La bomba explotó con los 920 despidos en la empresa FATE, un sacudón que volvió a prender las alarmas en todo el sector productivo. En una charla con Amanecidos, Leonardo de la Vega, cabeza visible de la Unión Industrial Argentina, describió un panorama que eriza la piel tanto a nivel nacional como acá en San Juan.
"Estamos transitando una situación bastante compleja en todo el sector industrial. Esto se ve reflejado en la gran cantidad de empresas que han cerrado o que se han presentado en convocatoria. Es un proceso difícil que marca el rumbo que se está tomando en materia productiva", afirmó sin vueltas. Un escenario que no apareció de la nada, ya que la industria, lamentablemente, viene dando señales de agotamiento desde hace tiempo.
De la Vega aclaró que esto no es un mal de ahora nomás. La industria viene estancada hace años, siempre quedando relegada y sin el protagonismo que debería tener para nuestro desarrollo. "Hay un alejamiento de pensar en un país industrializado y productivo, que creo que es lo que la mayoría aspira para ser desarrollado", remarcó el referente.
Si bien en San Juan todavía no se registraron cierres formales de empresas ligadas a la entidad, la preocupación está latente. Hay muchas compañías que atraviesan una coyuntura muy delicada, especialmente en los sectores textil, calzado y metalmecánica, donde los despidos ya pegaron fuerte.
"Estamos viendo una baja en la nómina que ronda entre el 5% y el 15% en promedio, y en algunos rubros llega a ser más," contó De la Vega mientras palpaba el pulso de la industria. En el caso puntual de FATE, aunque ya venían con algunas dificultades, la apertura indiscriminada de importaciones terminó de complicar la situación.
"Competir con la industria asiática no es sencillo. No tenemos la misma competitividad ni la misma presión fiscal. Así no se puede competir", lanzó sin filtros. Y este panorama se replica acá, aunque no haya un relevamiento específico que mida el efecto puntual de esta empresa en la provincia.
Consultado sobre si estamos frente a un posible "industricidio", fue contundente: "Es lo que nos deja ver el Gobierno. No se ha instrumentado nada para salvaguardar la situación actual". La apertura económica, necesaria, fue aplicada de una forma tan brusca que terminó por infligir este daño.

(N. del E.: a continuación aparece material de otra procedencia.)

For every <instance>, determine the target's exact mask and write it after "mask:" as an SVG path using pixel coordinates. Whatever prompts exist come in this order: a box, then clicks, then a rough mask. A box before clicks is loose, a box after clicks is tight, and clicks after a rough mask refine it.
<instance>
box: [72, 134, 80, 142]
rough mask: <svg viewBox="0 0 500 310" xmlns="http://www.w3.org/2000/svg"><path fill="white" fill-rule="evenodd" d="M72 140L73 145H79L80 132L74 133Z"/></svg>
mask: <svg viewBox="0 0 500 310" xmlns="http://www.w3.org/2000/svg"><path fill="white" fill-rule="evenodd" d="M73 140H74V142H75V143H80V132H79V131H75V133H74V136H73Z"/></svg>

Sobre la reforma laboral, el panorama tampoco es alentador, al menos a corto plazo. "Las industrias están tratando de sobrevivir y la reforma impacta en el nuevo personal, pero no veo que vaya a reemplazarse al personal ya formado", explicó. En conclusión, la creación de trabajo depende de condiciones macroeconómicas favorables, que hoy brillan por su ausencia.
Además, las altas tasas de interés y la escasa disponibilidad de crédito hacen más cuesta arriba la escalada. "La industria argentina se financia a costos mucho más altos que sus vecinos, lo que impacta en el capital de trabajo y las inversiones", detalló el dirigente.
Aunque desde diciembre de 2023 aparecieron algunos signos positivos en variables macroeconómicas, De la Vega considera que no basta. Hacen falta tasas razonables y previsibilidad para encender la chispa de la inversión y el crecimiento.
En un escenario donde, según cuentan desde el sector, se pierde un puesto de trabajo cada pocos minutos y las empresas bajan las persianas a diario, la incertidumbre crece. La pregunta que late fuerte es si habrá un cambio de rumbo o si la industria seguirá reduciendo el paso y apagando fuegos en un terreno cada vez más áspero.